Cádiz

Un obispo que no dejó de ser sacerdote

Sin caer en sensiblerías baratas, hemos de confesar que la noticia del fallecimiento de Don Antonio Dorado Soto nos ha producido una honda pena. En estos momentos somos muchos los ciudadanos que sentimos la amarga sensación de una pérdida y, sobre todo, los amigos a los que se nos avivan y profundizan los sentimientos más auténticos de admiración, de gratitud y de amistad. A lo largo de los veinte años intensos que entregó a Cádiz, su trabajo pastoral produjo un impacto profundo debido a ese talante humano, a esas actitudes sacerdotales y a esos comportamientos episcopales que despertaron en muchos creyentes cariño, admiración y respeto. Su ministerio, exigente y fatigoso, fue una continua referencia a los valores religiosos y una eficaz llamada al compromiso temporal y a la trascendencia sobrenatural.

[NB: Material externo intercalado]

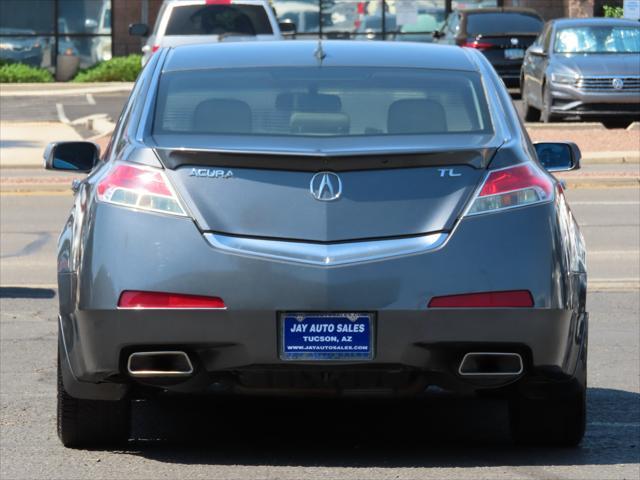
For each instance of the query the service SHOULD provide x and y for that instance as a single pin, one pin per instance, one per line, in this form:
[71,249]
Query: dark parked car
[368,219]
[585,67]
[22,47]
[502,34]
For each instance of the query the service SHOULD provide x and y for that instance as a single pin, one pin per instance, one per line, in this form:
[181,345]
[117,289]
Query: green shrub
[613,12]
[20,73]
[118,69]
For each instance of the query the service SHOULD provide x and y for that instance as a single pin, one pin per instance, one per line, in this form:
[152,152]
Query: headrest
[416,116]
[221,115]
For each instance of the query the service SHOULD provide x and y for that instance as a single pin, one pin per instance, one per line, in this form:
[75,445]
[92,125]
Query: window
[321,101]
[218,19]
[500,23]
[600,39]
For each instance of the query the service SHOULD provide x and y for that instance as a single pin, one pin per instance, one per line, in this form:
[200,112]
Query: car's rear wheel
[557,422]
[90,423]
[545,114]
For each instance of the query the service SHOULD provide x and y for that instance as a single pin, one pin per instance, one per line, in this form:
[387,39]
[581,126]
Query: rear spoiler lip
[172,159]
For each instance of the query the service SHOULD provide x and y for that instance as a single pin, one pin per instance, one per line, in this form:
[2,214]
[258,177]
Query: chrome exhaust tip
[491,364]
[159,364]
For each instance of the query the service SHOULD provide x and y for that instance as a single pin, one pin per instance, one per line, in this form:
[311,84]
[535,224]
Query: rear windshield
[499,23]
[219,19]
[321,101]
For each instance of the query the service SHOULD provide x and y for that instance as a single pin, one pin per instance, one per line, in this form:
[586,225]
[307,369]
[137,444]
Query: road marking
[608,203]
[7,92]
[615,424]
[43,193]
[61,115]
[613,253]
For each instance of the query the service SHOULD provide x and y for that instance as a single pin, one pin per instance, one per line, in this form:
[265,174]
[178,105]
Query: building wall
[550,9]
[126,12]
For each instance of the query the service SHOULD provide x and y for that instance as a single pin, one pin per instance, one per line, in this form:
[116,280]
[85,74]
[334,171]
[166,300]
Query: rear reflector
[141,300]
[508,299]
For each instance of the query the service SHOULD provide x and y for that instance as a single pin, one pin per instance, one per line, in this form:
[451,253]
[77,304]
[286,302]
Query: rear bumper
[98,337]
[221,341]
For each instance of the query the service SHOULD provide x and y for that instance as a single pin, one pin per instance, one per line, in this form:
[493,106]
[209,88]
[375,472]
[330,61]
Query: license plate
[513,53]
[326,336]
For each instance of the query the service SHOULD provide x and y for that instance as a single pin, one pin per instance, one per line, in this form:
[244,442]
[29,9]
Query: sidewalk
[56,89]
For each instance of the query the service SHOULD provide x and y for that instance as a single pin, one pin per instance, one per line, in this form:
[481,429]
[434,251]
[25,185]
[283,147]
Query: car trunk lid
[273,195]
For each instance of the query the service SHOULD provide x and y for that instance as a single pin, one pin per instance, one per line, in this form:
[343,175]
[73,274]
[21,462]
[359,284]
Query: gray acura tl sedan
[589,67]
[303,218]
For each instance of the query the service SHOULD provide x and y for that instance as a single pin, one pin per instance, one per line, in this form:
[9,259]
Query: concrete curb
[601,158]
[62,89]
[565,125]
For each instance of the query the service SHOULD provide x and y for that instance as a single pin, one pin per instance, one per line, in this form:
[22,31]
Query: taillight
[161,300]
[510,187]
[140,187]
[507,299]
[477,45]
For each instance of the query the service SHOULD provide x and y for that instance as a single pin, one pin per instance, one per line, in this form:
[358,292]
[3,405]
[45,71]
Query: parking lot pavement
[438,437]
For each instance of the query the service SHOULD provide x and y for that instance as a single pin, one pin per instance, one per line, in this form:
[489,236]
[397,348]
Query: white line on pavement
[615,424]
[613,253]
[124,87]
[608,203]
[61,115]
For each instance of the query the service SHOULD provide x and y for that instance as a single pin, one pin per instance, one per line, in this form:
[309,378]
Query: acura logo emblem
[326,186]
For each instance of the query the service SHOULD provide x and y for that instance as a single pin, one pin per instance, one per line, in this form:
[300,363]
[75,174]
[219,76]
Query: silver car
[589,67]
[342,218]
[183,22]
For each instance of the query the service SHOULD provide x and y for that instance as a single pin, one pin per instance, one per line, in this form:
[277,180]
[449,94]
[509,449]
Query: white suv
[182,22]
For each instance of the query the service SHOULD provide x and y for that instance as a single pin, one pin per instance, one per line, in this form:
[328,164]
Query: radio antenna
[319,53]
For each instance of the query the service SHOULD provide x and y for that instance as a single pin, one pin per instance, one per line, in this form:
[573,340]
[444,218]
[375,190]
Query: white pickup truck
[182,22]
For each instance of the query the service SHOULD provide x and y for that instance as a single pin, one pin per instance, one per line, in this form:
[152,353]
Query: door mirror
[558,157]
[90,24]
[288,28]
[71,156]
[537,50]
[138,30]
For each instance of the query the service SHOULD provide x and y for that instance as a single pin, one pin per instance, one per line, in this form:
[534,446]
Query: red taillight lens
[133,299]
[139,187]
[509,299]
[478,45]
[517,186]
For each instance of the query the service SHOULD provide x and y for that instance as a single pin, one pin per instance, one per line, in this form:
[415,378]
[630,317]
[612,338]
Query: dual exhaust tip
[490,364]
[177,364]
[161,364]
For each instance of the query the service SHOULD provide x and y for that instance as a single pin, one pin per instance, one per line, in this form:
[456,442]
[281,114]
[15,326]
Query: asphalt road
[441,437]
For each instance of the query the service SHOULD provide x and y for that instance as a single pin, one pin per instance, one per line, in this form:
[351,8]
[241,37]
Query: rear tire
[530,113]
[90,423]
[545,114]
[554,422]
[559,420]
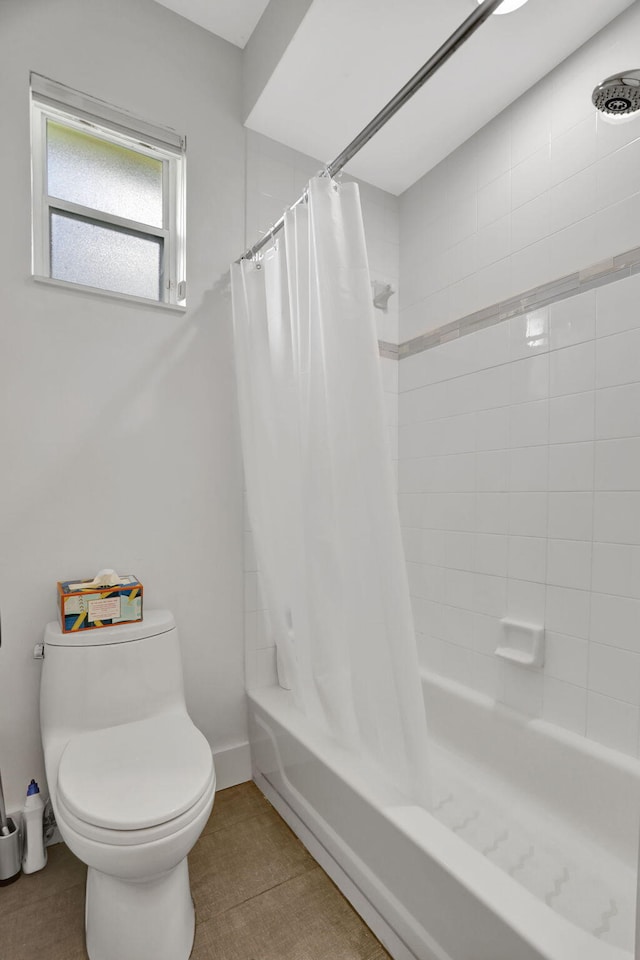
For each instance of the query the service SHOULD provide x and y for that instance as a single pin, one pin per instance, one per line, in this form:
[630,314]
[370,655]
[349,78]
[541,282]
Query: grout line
[596,275]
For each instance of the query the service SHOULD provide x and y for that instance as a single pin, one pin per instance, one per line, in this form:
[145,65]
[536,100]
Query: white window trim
[52,101]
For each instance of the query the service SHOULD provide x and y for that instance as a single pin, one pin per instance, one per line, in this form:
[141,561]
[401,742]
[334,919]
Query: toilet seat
[146,778]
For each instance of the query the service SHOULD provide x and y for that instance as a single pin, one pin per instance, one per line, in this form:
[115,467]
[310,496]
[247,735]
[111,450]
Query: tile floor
[259,896]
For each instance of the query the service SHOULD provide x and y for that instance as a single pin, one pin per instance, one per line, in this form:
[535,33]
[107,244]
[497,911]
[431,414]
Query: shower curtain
[320,488]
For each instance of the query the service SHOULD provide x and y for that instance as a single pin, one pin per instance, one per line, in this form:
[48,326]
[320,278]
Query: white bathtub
[530,853]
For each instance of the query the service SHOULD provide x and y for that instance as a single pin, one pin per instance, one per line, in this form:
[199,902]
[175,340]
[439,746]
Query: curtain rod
[442,54]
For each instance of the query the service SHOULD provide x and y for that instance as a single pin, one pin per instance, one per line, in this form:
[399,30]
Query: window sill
[111,295]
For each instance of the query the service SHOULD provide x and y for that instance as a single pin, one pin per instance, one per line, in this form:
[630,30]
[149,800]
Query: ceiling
[233,20]
[347,58]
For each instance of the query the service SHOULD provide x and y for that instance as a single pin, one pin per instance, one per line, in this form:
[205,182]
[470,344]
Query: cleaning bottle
[34,856]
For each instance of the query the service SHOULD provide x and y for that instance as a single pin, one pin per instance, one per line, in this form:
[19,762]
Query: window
[108,197]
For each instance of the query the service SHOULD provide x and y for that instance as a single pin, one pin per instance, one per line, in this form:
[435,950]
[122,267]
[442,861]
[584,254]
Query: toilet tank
[111,675]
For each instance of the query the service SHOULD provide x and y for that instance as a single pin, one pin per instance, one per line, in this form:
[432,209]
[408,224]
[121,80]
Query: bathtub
[529,853]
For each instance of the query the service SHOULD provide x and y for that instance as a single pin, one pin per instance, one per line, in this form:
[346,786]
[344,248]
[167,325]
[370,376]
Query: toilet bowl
[131,779]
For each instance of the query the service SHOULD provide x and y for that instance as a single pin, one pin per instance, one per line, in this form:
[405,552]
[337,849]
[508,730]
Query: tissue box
[98,606]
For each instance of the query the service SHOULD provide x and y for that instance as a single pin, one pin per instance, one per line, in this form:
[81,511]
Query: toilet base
[140,920]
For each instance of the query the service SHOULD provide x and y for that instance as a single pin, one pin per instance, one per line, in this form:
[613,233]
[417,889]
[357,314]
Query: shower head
[618,95]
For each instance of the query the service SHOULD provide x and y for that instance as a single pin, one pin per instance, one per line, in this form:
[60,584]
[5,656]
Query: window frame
[62,105]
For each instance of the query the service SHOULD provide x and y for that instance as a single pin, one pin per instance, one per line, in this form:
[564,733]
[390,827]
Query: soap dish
[523,643]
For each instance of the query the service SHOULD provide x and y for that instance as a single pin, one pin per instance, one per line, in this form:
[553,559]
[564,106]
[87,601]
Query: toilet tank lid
[154,623]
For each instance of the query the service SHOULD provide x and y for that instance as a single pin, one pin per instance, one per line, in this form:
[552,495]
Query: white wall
[519,445]
[547,188]
[118,424]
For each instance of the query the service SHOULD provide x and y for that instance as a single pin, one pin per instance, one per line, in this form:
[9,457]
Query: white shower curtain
[320,488]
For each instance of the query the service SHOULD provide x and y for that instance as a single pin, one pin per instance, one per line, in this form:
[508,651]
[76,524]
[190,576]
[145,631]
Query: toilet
[131,781]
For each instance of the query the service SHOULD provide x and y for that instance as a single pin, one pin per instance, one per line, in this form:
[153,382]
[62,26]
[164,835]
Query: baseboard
[361,903]
[233,765]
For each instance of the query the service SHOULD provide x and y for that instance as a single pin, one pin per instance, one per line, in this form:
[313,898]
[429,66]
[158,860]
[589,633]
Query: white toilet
[131,781]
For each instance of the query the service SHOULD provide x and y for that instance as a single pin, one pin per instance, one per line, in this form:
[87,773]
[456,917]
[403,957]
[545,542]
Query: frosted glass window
[106,257]
[109,197]
[105,176]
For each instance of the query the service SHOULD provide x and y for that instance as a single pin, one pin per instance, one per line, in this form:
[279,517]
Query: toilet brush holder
[10,854]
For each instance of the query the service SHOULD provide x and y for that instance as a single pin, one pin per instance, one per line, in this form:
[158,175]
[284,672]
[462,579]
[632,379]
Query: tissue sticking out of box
[103,578]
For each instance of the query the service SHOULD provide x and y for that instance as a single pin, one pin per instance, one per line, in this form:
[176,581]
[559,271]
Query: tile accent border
[597,275]
[388,351]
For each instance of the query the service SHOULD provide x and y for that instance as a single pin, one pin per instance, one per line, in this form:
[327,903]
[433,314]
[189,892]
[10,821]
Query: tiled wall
[519,445]
[520,497]
[548,188]
[276,176]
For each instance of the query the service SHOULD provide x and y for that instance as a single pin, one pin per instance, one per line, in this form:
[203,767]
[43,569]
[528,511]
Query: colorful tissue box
[86,609]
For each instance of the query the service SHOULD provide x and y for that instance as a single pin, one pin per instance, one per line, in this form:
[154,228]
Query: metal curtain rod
[433,64]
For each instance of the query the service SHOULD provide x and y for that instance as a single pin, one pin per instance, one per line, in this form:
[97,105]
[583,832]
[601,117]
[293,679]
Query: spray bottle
[34,856]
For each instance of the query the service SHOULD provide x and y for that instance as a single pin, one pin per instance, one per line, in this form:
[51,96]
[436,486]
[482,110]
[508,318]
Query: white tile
[491,554]
[492,471]
[494,283]
[617,228]
[428,616]
[564,705]
[532,265]
[530,130]
[494,199]
[251,592]
[618,464]
[616,517]
[529,379]
[459,550]
[612,723]
[527,559]
[494,242]
[573,199]
[526,601]
[569,564]
[616,569]
[492,512]
[521,690]
[571,419]
[389,371]
[530,223]
[614,673]
[617,306]
[529,424]
[571,516]
[458,589]
[572,369]
[618,175]
[529,334]
[573,320]
[492,149]
[614,136]
[574,150]
[615,621]
[527,516]
[485,674]
[490,595]
[458,626]
[617,359]
[568,611]
[250,560]
[576,245]
[528,469]
[487,633]
[566,658]
[492,429]
[571,466]
[618,412]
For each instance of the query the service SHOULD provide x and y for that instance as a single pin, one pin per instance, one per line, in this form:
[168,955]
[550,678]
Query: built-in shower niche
[522,643]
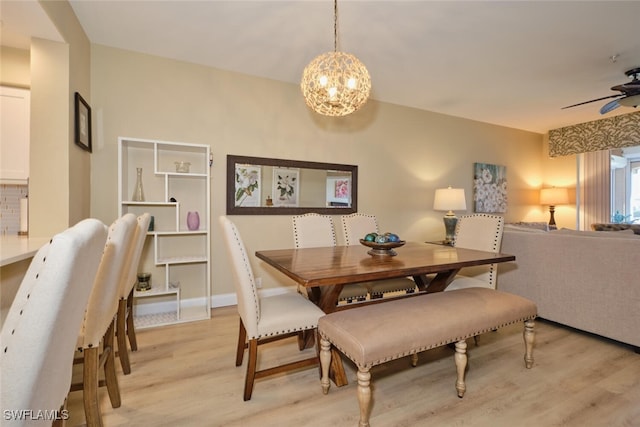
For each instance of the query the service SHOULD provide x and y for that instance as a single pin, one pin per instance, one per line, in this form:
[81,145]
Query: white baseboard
[221,300]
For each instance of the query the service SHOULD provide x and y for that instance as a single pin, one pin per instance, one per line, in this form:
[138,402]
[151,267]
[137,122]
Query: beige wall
[59,182]
[77,166]
[561,172]
[403,154]
[14,67]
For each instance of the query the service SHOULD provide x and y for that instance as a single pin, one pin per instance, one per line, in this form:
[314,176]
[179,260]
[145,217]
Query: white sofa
[588,280]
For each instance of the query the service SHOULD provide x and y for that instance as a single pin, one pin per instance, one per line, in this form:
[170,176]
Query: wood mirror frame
[233,161]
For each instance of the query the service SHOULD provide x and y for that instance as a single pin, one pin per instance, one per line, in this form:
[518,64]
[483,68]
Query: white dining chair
[357,225]
[95,342]
[313,230]
[125,327]
[38,336]
[265,319]
[481,232]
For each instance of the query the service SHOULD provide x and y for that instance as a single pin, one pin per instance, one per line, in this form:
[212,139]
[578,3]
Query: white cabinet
[177,257]
[14,139]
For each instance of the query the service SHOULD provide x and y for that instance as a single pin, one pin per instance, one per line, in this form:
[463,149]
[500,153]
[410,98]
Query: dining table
[325,270]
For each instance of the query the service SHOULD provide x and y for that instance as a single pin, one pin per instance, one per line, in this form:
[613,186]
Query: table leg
[441,281]
[327,300]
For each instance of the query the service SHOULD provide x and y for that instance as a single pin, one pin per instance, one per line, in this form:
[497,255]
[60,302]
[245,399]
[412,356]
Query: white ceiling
[511,63]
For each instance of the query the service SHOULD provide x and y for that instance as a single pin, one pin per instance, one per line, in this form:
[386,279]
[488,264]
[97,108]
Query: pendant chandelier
[335,83]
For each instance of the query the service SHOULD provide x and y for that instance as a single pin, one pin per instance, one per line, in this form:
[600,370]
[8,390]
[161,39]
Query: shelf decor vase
[193,221]
[138,191]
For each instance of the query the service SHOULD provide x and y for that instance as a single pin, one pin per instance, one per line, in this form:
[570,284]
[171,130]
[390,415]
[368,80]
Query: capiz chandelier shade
[335,83]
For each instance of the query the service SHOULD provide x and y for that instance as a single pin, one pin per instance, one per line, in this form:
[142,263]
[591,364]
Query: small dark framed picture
[83,123]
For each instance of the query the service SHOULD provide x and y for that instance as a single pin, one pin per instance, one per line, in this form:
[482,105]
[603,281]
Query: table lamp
[553,196]
[449,199]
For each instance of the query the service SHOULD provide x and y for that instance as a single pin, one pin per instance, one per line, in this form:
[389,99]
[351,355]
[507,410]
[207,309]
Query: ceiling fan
[629,95]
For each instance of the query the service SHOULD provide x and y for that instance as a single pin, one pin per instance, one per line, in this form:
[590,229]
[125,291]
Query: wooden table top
[337,265]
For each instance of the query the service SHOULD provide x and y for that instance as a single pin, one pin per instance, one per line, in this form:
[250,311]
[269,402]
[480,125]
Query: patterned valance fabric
[614,132]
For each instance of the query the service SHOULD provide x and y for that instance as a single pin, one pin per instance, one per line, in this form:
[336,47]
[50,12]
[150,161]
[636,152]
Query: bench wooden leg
[364,395]
[325,363]
[529,336]
[461,365]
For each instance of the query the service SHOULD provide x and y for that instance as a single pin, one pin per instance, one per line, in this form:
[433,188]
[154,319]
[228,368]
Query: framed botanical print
[247,179]
[286,186]
[489,188]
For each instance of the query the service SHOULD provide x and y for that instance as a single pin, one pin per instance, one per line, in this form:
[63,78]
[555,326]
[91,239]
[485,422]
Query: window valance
[614,132]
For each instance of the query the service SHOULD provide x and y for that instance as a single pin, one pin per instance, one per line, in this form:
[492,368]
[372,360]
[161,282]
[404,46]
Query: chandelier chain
[335,25]
[335,83]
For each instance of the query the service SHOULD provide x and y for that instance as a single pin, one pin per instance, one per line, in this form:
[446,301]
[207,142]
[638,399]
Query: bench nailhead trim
[421,349]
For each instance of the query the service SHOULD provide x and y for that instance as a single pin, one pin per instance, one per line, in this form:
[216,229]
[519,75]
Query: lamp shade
[449,199]
[554,196]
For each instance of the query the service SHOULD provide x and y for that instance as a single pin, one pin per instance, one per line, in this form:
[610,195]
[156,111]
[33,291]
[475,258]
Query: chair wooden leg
[90,387]
[242,338]
[131,330]
[529,337]
[251,369]
[110,376]
[364,396]
[461,364]
[123,352]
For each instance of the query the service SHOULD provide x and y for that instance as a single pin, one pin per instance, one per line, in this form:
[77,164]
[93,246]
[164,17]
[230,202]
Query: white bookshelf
[172,253]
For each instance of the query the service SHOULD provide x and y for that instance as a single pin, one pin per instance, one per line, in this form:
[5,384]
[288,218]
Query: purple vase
[193,220]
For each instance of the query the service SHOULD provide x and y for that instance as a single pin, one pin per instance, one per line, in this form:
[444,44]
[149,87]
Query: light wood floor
[184,375]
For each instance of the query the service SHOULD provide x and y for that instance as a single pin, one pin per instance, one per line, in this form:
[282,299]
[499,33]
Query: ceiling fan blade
[609,106]
[593,100]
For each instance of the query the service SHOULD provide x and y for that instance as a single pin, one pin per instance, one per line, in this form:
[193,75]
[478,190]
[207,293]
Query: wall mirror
[264,186]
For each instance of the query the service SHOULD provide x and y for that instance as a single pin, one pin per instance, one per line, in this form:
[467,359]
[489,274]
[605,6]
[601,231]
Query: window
[625,185]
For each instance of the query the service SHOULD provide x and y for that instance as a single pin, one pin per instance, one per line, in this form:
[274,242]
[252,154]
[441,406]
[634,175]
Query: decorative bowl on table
[382,248]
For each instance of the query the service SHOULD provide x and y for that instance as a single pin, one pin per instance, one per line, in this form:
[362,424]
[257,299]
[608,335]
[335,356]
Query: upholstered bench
[379,333]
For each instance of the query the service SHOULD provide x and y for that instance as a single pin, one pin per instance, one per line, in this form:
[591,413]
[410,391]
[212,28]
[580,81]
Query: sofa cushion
[536,227]
[625,234]
[615,227]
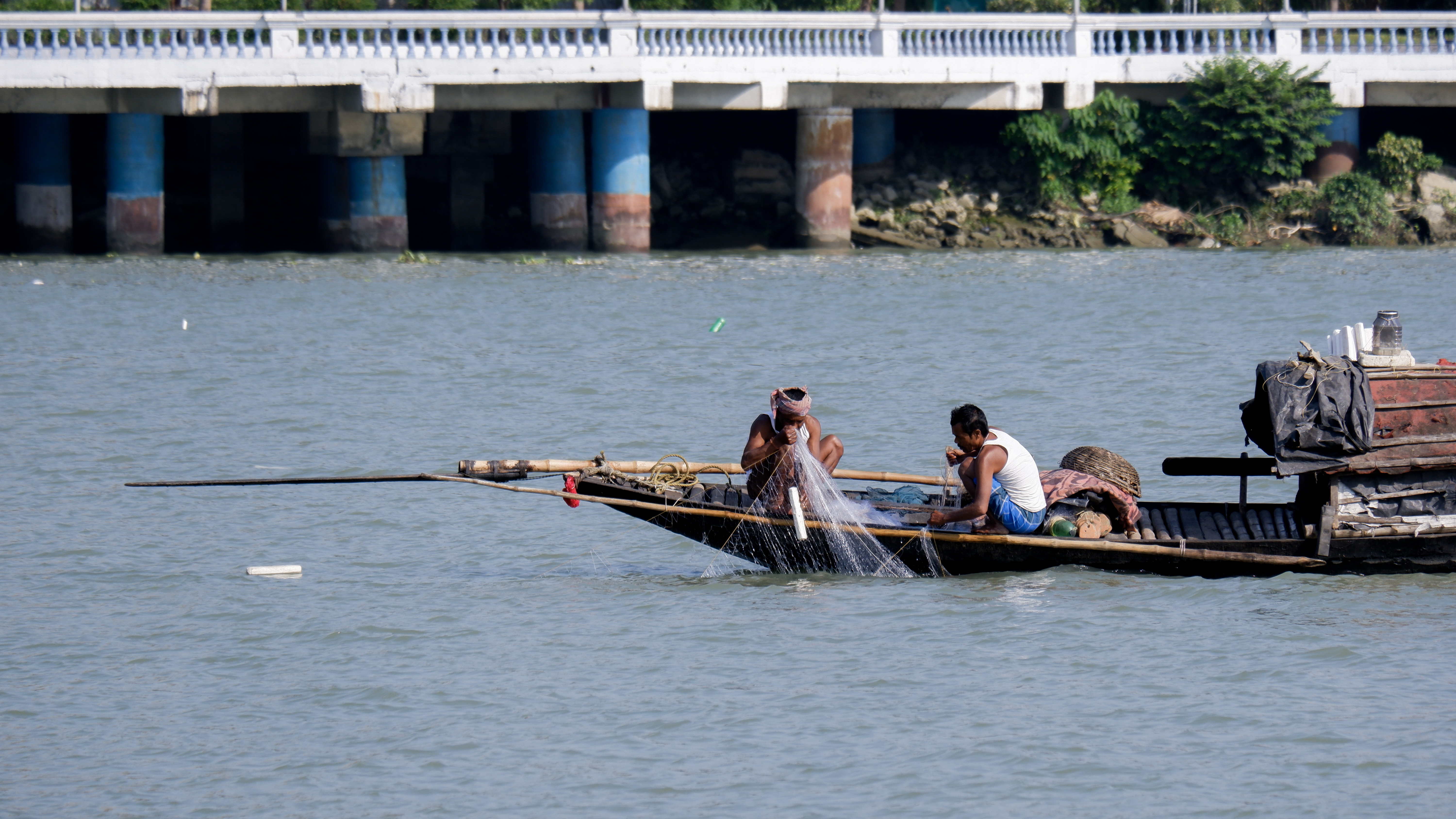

Don Antonio Dorado Soto nos explicó una lección de Ética, más que con palabras, con su ejemplar testimonio de disponibilidad, de trabajo y de austeridad. Sus comportamientos -sencillos, sobrios y comprensivos- nos transmitieron un claro mensaje de humanidad. Y es que, entendiendo las situaciones concretas de cada una de las personas, aguardaba pacientemente la maduración de los proyectos pastorales y, esperanzado, confiaba en la fecundidad de los esfuerzos humanos. Fue claro en la exposición doctrinal y firme en la aplicación de los principios evangélicos. Sus esfuerzos por dar una explicación global y coherente a la vida humana representaron una aportación valiosa al desarrollo espiritual, cultural y social de la Diócesis porque anunciaba el Evangelio sin agresividad alentando la religiosidad popular y exponiendo con claridad las exigencias éticas y sociales derivadas de la dignidad de la persona y denunciando con serenidad las situaciones injustas. Sin insolencia ni miedo, cuestionó las conductas incoherentes y descubrió el gran vacío de una sociedad que, en gran parte atrofiada y empobrecida, estaba entregada a un consumismo insaciable. Su mente lúcida y su palabra rigurosa y oportuna -sus silencios discretos y prudentes- nos revelaron el alto nivel de su calidad humana, de su sensibilidad cristiana y de su compromiso sacerdotal. Y es que, don Antonio Dorado Soto ha sido obispo sin dejar de ser sacerdote, cristiano, hermano y amigo. Por eso nos inspiró un profundo respeto, porque siempre supo respetar a todos, alentando la fe en Dios, creyendo en los hombres y, por eso ganó la confianza confiando en los demás. Que descanse en paz.